Screen Shot 2018-12-15 at 5.04.17 PM.png

模型训练

在scripts路径下包含了几个脚本文件，其中retrain.py文件用于使用tensorflow 在 imagenet 数据集上训练好的 Inception和 mobilenet模型(运行的时候会自动下载)重新训练用于我们的花类型分类任务, 里面也包含了大量的可以设置的参数:

  --architecture ARCHITECTURE
                        Which model architecture to use. 'inception_v3' is the
                        most accurate, but also the slowest. For faster or
                        smaller models, chose a MobileNet with the form
                        'mobilenet_<parameter size>_<input_size>[_quantized]'.
                        For example, 'mobilenet_1.0_224' will pick a model
                        that is 17 MB in size and takes 224 pixel input
                        images, while 'mobilenet_0.25_128_quantized' will
                        choose a much less accurate, but smaller and faster
                        network that's 920 KB on disk and takes 128x128
                        images.

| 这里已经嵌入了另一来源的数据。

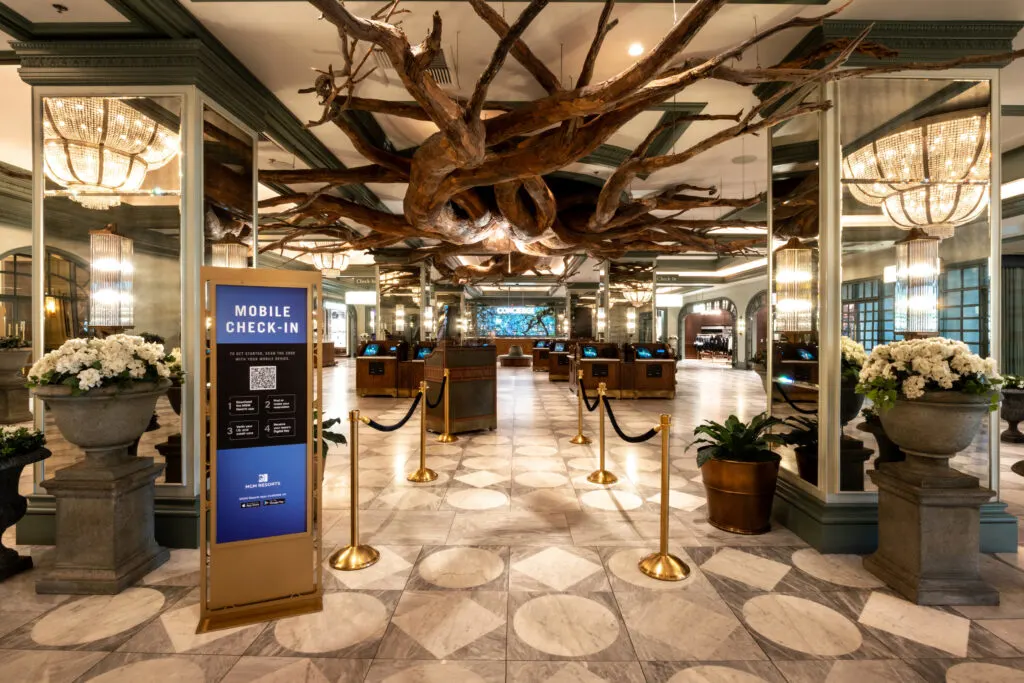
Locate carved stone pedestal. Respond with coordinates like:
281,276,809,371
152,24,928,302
864,454,999,605
36,458,170,595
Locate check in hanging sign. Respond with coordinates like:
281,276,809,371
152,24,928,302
200,268,322,631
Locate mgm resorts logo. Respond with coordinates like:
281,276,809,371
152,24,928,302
246,474,281,489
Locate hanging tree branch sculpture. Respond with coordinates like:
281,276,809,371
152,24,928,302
260,0,1024,282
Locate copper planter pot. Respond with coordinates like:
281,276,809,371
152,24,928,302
700,460,779,535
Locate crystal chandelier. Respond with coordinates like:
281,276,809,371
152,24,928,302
89,223,135,328
43,97,179,210
843,109,991,239
894,228,939,338
775,238,814,332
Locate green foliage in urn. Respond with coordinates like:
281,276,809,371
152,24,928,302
686,413,782,467
857,337,1002,412
0,427,46,459
28,335,171,395
0,335,29,350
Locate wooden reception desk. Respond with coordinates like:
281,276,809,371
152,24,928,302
569,342,623,398
423,343,498,434
620,344,677,398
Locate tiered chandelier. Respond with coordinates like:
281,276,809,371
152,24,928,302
843,109,991,239
43,97,179,210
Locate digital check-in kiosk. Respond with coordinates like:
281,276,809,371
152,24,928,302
398,342,436,397
355,339,408,397
423,344,497,434
532,339,554,373
548,341,571,382
620,344,677,398
569,342,623,398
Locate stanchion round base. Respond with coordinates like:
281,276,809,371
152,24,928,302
406,467,437,483
587,470,618,485
328,546,381,571
638,553,690,581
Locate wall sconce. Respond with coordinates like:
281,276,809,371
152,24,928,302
775,238,814,332
89,223,135,328
394,303,406,332
212,234,249,268
894,227,939,338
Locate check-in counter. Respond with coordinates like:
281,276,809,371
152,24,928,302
569,342,623,398
355,340,408,397
621,344,677,398
534,339,554,373
398,342,436,397
548,341,571,382
423,343,497,434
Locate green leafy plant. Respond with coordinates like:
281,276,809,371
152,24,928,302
0,335,29,349
0,427,46,459
780,416,818,449
686,413,782,467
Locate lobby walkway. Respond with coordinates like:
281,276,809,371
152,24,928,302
0,360,1024,683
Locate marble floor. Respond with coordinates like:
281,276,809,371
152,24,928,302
6,360,1024,683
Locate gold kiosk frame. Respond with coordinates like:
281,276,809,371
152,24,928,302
196,266,324,633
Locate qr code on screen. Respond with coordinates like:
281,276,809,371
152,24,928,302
249,366,278,391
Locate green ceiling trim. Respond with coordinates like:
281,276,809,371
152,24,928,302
754,19,1024,114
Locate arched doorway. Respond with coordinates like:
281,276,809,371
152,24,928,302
679,297,736,365
743,290,768,361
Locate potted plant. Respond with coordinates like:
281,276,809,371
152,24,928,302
687,413,781,533
999,375,1024,443
0,335,32,425
0,427,50,581
29,334,171,464
857,337,1002,467
857,408,906,468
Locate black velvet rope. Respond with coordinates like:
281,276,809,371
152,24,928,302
601,396,657,443
427,377,447,410
367,393,423,432
772,382,818,415
577,381,600,413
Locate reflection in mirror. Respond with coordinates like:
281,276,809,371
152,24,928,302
203,105,254,268
839,78,991,490
770,91,819,485
39,96,181,484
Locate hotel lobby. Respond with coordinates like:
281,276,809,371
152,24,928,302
0,0,1024,683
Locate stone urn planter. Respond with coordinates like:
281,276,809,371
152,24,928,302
33,380,170,594
0,449,50,581
999,389,1024,443
0,348,32,425
864,391,999,605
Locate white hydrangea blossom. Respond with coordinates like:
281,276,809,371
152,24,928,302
856,337,1001,398
840,335,867,368
29,335,171,391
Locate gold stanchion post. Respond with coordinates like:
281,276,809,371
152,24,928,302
569,370,591,445
639,415,690,581
329,411,381,571
406,382,437,483
587,382,618,485
437,368,459,443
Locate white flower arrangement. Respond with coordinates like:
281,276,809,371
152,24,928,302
857,337,1002,411
840,335,867,382
29,335,171,394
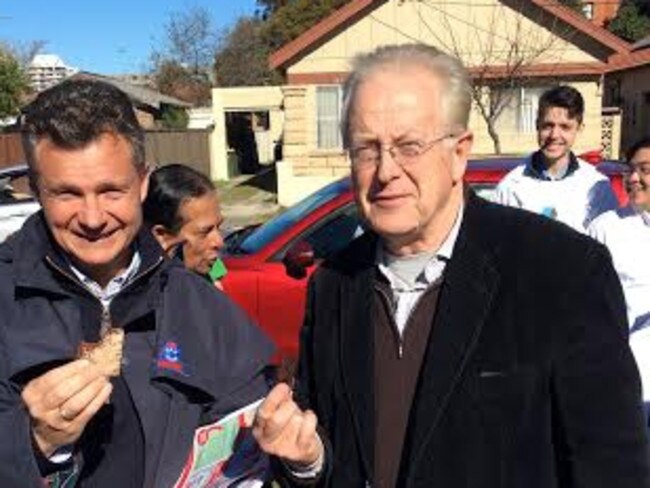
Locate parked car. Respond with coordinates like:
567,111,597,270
0,164,41,242
223,158,627,358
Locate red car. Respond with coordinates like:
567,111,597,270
223,158,627,358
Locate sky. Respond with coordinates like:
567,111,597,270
0,0,255,74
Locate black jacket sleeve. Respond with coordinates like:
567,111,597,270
551,246,650,488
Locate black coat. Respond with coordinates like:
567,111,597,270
288,196,650,488
0,213,273,488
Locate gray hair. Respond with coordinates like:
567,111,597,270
341,43,472,148
20,78,146,191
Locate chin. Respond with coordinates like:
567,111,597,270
370,218,418,238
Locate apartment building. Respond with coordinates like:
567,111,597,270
27,54,79,92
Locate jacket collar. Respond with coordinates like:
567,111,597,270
8,210,163,294
524,151,580,181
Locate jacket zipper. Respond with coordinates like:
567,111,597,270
45,256,163,337
376,286,436,359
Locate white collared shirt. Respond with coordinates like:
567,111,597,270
68,251,142,309
376,204,463,335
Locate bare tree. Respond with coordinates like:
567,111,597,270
151,7,218,105
422,0,571,154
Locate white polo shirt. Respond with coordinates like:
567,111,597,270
495,153,618,233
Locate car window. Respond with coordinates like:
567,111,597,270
303,203,363,259
237,180,350,254
271,202,364,261
470,183,497,202
0,176,34,205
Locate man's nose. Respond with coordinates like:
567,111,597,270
377,148,401,181
78,197,105,229
211,230,224,250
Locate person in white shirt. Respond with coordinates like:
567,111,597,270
588,138,650,424
495,86,618,233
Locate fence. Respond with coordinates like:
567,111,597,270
145,129,210,176
0,130,210,176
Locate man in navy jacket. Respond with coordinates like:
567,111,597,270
0,80,272,488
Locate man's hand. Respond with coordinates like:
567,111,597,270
253,383,323,466
22,359,113,457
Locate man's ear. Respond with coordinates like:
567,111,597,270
451,130,474,182
151,224,182,255
140,165,154,202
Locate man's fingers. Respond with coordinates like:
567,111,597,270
257,383,292,420
75,382,113,426
43,364,107,410
58,376,110,421
25,359,90,389
297,410,319,450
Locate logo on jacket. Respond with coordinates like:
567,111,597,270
156,341,185,374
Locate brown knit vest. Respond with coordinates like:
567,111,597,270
373,281,440,488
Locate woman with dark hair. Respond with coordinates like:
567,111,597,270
143,164,225,289
588,138,650,425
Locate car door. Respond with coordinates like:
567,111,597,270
257,203,363,357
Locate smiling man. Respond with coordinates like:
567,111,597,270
588,139,650,427
0,80,272,488
495,86,617,232
254,44,650,488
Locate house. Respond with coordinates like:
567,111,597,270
269,0,630,204
604,37,650,150
582,0,621,27
70,71,192,129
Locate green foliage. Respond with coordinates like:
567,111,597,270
160,106,190,129
264,0,349,50
607,0,650,42
0,46,29,118
153,60,212,106
151,7,217,105
214,17,281,86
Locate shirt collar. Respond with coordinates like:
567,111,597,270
525,151,580,181
68,250,142,305
630,204,650,227
375,202,464,290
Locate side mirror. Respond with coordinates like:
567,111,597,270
282,241,316,280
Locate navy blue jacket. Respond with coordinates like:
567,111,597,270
0,213,273,488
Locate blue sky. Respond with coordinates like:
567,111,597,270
0,0,255,74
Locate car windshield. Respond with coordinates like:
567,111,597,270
234,179,350,254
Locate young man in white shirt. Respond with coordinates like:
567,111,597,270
588,138,650,424
496,86,617,232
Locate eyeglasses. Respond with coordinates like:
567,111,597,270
623,163,650,176
350,134,455,169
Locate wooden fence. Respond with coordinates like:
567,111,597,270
0,129,210,175
145,129,210,176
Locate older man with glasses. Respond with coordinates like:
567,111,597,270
254,44,650,488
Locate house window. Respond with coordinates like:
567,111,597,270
496,86,549,134
316,85,341,149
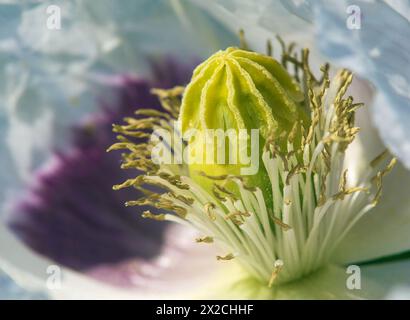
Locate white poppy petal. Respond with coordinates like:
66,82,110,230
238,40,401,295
314,1,410,168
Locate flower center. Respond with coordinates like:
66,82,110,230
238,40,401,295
110,39,396,286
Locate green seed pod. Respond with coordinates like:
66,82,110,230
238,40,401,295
179,47,306,200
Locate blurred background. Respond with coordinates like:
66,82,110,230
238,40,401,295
0,0,410,299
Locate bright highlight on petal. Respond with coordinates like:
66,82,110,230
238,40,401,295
110,39,396,287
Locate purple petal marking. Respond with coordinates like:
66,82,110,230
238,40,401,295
8,60,192,270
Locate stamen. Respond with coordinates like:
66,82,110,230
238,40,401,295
107,38,397,287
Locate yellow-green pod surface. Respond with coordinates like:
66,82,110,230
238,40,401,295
179,47,306,201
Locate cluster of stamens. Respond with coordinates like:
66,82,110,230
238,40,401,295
109,38,396,286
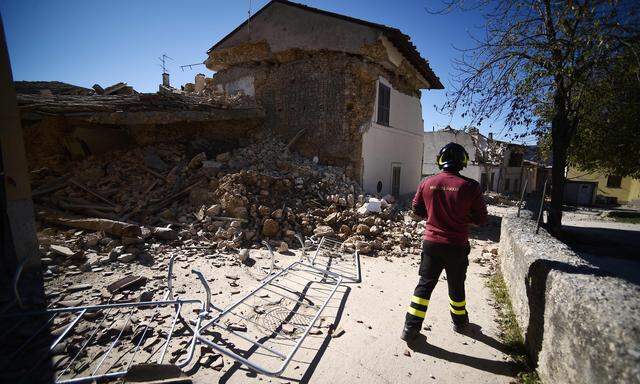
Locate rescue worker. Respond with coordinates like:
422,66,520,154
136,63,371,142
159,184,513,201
401,143,487,342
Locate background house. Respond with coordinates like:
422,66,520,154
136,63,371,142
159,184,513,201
564,167,640,205
422,127,544,194
205,0,443,196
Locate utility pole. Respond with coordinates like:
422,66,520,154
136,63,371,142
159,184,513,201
158,53,173,87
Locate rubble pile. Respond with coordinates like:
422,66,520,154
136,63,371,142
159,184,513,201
32,136,422,269
484,191,518,207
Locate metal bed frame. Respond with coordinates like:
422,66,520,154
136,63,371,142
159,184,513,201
0,257,206,383
296,236,362,283
0,236,361,383
197,261,342,376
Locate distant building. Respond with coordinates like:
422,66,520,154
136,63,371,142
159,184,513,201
205,0,443,196
564,167,640,206
422,127,550,194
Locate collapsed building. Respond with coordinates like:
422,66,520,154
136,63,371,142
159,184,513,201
205,0,443,197
422,126,551,194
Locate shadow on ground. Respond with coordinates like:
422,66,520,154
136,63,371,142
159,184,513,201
560,225,640,285
407,324,515,376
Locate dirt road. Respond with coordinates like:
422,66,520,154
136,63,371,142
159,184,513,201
189,208,514,383
33,210,514,384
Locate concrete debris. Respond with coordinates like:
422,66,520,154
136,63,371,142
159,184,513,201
34,134,422,262
49,245,76,257
107,276,147,293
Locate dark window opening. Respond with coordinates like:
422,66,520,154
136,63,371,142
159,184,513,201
607,175,622,188
391,165,401,199
480,173,487,192
378,83,391,125
509,152,523,167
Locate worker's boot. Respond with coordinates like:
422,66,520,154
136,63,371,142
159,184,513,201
453,319,469,334
400,325,420,343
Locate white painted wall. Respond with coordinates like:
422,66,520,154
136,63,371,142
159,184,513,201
362,78,423,195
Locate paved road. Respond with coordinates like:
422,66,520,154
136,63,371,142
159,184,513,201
193,220,514,384
563,213,640,285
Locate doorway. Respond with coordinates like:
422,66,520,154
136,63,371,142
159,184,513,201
391,163,402,199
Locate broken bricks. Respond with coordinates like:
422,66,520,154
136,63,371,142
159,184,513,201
107,276,147,294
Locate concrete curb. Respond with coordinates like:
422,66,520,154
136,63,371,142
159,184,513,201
499,217,640,383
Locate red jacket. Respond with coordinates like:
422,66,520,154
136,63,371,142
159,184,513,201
413,171,487,245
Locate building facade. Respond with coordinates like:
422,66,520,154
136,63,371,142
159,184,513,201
205,0,443,196
565,167,640,205
422,127,538,194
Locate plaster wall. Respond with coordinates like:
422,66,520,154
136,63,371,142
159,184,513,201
362,77,423,196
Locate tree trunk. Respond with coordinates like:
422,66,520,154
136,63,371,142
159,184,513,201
549,110,570,234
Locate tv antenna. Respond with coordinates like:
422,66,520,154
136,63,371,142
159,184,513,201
247,0,251,40
180,62,204,72
158,53,173,73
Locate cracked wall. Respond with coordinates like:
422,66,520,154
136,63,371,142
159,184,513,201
210,48,420,180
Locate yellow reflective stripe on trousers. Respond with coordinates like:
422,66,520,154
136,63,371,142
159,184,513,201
407,307,427,319
411,296,429,305
449,299,467,307
449,308,467,315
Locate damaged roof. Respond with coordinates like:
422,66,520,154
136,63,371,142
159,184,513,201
207,0,444,89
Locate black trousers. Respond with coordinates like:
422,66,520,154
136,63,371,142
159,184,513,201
405,240,471,328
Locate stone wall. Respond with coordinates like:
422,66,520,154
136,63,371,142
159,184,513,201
499,218,640,383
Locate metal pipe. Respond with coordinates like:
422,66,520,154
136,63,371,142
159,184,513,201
516,178,529,217
198,272,342,376
158,304,182,364
200,262,299,331
49,309,87,350
536,178,549,235
91,308,133,375
191,269,211,310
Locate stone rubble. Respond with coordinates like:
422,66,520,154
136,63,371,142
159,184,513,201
33,135,424,276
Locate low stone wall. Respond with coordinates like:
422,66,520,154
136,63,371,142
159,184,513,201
499,217,640,383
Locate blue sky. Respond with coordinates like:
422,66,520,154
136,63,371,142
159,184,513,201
0,0,536,142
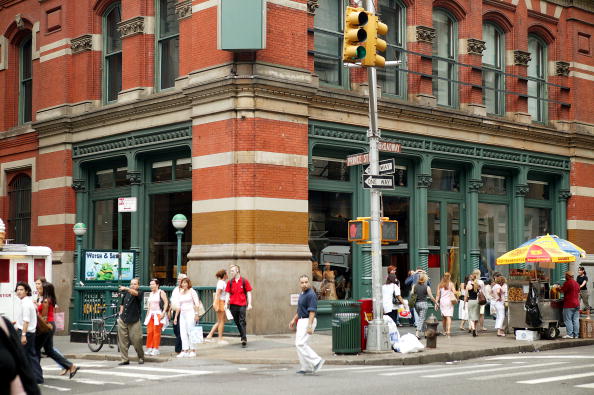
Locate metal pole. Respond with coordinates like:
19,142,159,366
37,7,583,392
175,230,184,278
365,0,391,352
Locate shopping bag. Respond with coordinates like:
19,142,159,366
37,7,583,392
54,311,64,331
190,325,204,344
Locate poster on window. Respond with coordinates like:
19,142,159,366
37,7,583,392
83,251,134,281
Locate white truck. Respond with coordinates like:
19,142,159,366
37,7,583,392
0,244,52,321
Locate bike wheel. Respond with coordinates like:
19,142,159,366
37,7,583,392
87,329,103,352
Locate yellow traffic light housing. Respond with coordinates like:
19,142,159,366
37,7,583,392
348,218,369,243
361,13,388,67
342,7,369,63
380,218,398,244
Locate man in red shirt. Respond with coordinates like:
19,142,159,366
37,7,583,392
225,265,252,348
561,272,580,339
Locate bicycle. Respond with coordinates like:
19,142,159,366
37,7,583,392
87,304,120,352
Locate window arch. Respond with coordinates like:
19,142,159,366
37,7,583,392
483,22,505,115
433,8,458,107
102,2,122,103
8,174,31,244
19,33,33,124
377,0,406,98
528,34,547,122
156,0,179,89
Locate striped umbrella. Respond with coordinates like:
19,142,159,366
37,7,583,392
520,234,586,258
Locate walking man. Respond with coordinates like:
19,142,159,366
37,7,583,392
289,274,326,374
561,272,580,339
14,281,43,384
225,265,252,348
118,278,144,365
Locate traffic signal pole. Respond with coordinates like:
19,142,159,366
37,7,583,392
365,0,391,352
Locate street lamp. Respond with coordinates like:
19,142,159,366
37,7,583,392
69,222,87,330
171,214,188,278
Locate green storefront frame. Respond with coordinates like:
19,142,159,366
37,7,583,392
309,121,570,329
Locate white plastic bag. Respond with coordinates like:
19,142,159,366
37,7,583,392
190,325,204,344
396,333,425,354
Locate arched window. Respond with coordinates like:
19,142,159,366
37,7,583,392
19,34,33,123
377,0,406,98
156,0,179,89
483,22,505,115
103,3,122,103
7,174,31,244
528,34,547,122
433,9,458,107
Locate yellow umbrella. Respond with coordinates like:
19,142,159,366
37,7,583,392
497,244,575,269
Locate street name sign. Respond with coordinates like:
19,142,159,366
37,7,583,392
347,152,369,166
363,175,394,189
364,159,396,176
377,140,402,153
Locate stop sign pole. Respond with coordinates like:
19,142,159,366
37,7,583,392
365,0,391,352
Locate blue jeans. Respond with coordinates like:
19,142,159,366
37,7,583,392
563,307,580,339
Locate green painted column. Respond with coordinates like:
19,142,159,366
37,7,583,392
508,167,528,269
465,161,483,274
411,155,433,271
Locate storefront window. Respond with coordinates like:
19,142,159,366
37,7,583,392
479,174,507,195
93,199,130,250
478,203,509,278
431,169,460,192
309,157,349,181
309,191,352,300
526,181,549,200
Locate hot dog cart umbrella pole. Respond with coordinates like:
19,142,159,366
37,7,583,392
496,235,583,339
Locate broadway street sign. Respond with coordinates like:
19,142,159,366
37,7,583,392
363,175,394,189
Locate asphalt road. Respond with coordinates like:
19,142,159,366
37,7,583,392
41,346,594,395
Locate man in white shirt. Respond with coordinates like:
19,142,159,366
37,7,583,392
14,281,43,384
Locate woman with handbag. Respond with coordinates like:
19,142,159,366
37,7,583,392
35,281,79,378
435,272,458,336
144,278,169,355
206,269,228,344
173,278,200,358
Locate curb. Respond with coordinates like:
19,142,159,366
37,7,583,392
65,339,594,365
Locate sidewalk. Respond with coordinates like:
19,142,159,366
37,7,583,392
54,321,594,365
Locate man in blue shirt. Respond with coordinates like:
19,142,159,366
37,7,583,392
289,274,326,374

See
                        https://research.googleblog.com/2017/06/mobilenets-
                        open-source-models-for.html for more information on
                        Mobilenet.

训练脚本:

python scripts/retrain.py \
--output_graph=tf_files/retrained_graph.pb \
--output_labels=tf_files/retrained_labels.txt \
--image_dir=tf_files/flower_photos \
--architecture=mobilenet_1.0_224  \
--summaries_dir tf_files/training_summaries/mobilenet_1.0_244

Screen Shot 2018-12-15 at 5.16.05 PM.png

打开tensorboard可以查看finetune过程中的loss/accuracy的变化曲线:

tensorboard --logdir=tf_files/training_summaries/mobilenet_1.0_244

Screen Shot 2018-12-15 at 5.22.48 PM.png

模型转换

将训练好的静态图文件转换为tflite模型的时候我们使用google官方提供的转换工具toco, 关于toco的介绍可以查看我的另一篇文章Tensorflow移动端模型转换

IMAGE_SIZE=224
toco \
  --graph_def_file=tf_files/retrained_graph.pb \
  --output_file=tf_files/optimized_graph.lite \
  --output_format=TFLITE \
  --input_shape=1,${IMAGE_SIZE},${IMAGE_SIZE},3 \
  --input_array=input \
  --output_array=final_result \
  --inference_type=FLOAT \
  --inference_input_type=FLOAT

衡量tflite模型的准确度

实际上在转换模型的过程中我们的模型的精度会有一定损失，获得转换好的tflite模型之后，我们还是希望能够能够先衡量下转换好的模型精度，这需要直接在python脚本中调用tflite模型解释器，然后在测试数据集上计算tflite模型的精度:
下面给出一个调用的脚本(tensorflow接口变换很快，不保证可用):

import numpy as np
import tensorflow as tf
from skimage.transform import resize
import cv2
import os

def predict(interpreter, input_shape, input_data):

    """generate softmax predictions for input_data
    interpreter: the enviroment to run model
    input_shape: config information for resize input_data
    input_data: user data
    """
    input_data = resize(img, input_shape[1:])
    input_data = input_data.reshape(input_shape)
    input_data = input_data.astype("float32")
    # input_data = (input_data - 127.5) / 127.5
    interpreter.set_tensor(input_details[0]['index'], input_data)
    interpreter.invoke()
    output_data = interpreter.get_tensor(output_details[0]['index'])
    index = np.argmax(output_data)
    return index


if __name__ == "__main__":
    # Load TFLite model and allocate tensors.
    interpreter = tf.contrib.lite.Interpreter(model_path="tf_files/optimized_graph.tflite")
    interpreter.allocate_tensors()

    # Get input and output tensors.
    input_details = interpreter.get_input_details()
    output_details = interpreter.get_output_details()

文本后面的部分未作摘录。